QPR: This is as far as QPR have been in the League Cup since 2008 when they upset Aston Villa in round three before losing 1-0 to a late penalty at Manchester United. They haven’t been in the quarter final of any cup competition since losing at Old Trafford in the FA Cup in 1995, and haven’t been in the quarter final of the League Cup since they lost 5-2 at Nottingham Forest having eliminated Cardiff, Charlton and Wimbledon in 1988. Trevor Francis’ brace in that 2-1 win at The Valley was the last time a QPR player scored two goals in a League Cup tie until Charlie Austin’s brace against Everton here in round three. Ilias Chair’s goal at Peterborough at the weekend was the second time QPR have scored direct from a corner at that end of London Road in four visits, and it continued Rangers run of scoring in 28 consecutive games dating back to March. Unfortunately it wasn’t enough to prevent a fourth successive away defeat, and fifth loss of the season — four of those by the same 2-1 scoreline. Defeat tonight would be the fourth time in as many seasons that QPR have been punted out of this competition by League One opposition after Plymouth in 2020, Portsmouth in 2019 and Blackpool in 2018. Sunderland eliminated Rangers here at the third round stage in 2016 when they were a Premier League side — Sandro scored QPR’s goal on his ninth 28th birthday. This is the thirteenth time QPR have been drawn at home in their last 19 cup ties.

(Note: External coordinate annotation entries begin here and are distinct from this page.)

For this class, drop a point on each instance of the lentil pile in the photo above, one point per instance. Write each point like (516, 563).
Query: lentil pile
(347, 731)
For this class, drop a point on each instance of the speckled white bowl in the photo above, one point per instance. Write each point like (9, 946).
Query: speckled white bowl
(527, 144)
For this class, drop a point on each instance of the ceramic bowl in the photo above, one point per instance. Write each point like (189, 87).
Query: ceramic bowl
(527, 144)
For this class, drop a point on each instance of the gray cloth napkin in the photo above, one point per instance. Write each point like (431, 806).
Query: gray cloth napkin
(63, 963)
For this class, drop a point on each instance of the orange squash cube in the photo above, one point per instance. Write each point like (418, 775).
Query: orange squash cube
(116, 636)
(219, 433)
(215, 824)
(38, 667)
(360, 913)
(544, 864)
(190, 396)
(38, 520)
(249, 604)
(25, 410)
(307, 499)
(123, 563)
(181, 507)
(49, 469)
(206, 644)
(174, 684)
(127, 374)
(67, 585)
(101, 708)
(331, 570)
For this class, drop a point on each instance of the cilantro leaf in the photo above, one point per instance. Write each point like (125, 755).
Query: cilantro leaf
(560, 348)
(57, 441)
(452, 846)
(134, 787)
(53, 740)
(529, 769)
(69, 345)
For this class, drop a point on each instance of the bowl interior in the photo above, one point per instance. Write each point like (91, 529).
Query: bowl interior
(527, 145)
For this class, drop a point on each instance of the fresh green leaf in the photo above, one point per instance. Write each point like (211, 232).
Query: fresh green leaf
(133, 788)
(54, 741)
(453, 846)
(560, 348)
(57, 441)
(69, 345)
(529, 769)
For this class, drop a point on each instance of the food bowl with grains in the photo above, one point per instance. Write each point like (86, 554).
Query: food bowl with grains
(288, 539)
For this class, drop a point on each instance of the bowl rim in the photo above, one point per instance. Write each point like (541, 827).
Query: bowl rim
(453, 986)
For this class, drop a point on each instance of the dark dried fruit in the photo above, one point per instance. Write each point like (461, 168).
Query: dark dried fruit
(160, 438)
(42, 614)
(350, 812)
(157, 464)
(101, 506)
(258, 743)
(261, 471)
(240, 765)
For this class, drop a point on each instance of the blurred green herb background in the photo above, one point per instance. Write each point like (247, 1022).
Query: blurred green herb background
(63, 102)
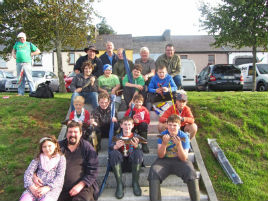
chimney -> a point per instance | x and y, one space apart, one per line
166 35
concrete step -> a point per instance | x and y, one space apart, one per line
171 180
177 193
148 158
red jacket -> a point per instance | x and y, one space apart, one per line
185 113
142 114
87 116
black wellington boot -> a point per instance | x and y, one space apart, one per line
119 193
135 179
193 189
154 188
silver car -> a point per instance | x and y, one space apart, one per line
38 77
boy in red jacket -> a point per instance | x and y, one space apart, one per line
184 112
141 118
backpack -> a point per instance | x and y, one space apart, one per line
43 91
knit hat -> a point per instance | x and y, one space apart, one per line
107 67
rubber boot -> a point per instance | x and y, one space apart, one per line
145 148
135 179
119 193
154 189
193 189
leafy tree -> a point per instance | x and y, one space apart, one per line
104 28
51 24
237 23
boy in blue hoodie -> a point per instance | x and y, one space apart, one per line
159 88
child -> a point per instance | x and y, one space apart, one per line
173 159
184 112
101 118
141 117
159 87
126 157
109 83
50 167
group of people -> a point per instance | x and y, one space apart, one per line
68 170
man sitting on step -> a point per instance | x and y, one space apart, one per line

Sunderland: It’s been a flying start to the season for Lee Johnson’s team who have won 14 of their 18 games in all competitions. They’ve reached this game tonight by beating League Two Port Vale 2-1 in round one, Championship side Blackpool 3-2 in round two and League One rivals Wigan 2-0 in round three — all four of their ties to this point have been away from the Stadium of Light. The 1-0 home loss to Charlton at the weekend brought to an end a run of seven consecutive victories to begin the season at home. They have been slightly more wobbly away, with a 1-0 loss at Burton Albion, two goal lead surrendered for a draw at Fleetwood, and 4-0 loss at struggling Portsmouth but they come into this on a run of three successive road game wins at Lincoln (in the EFL Trophy), Gillingham and Crewe. Ross Stewart top scores here with nine but Sunderland have used 34 players already in all competitions this season and 14 of those players have at least one goal to their name.
Prediction: I’m going to back us. I think we’ll do it. Please avoid me afterwards if we don’t.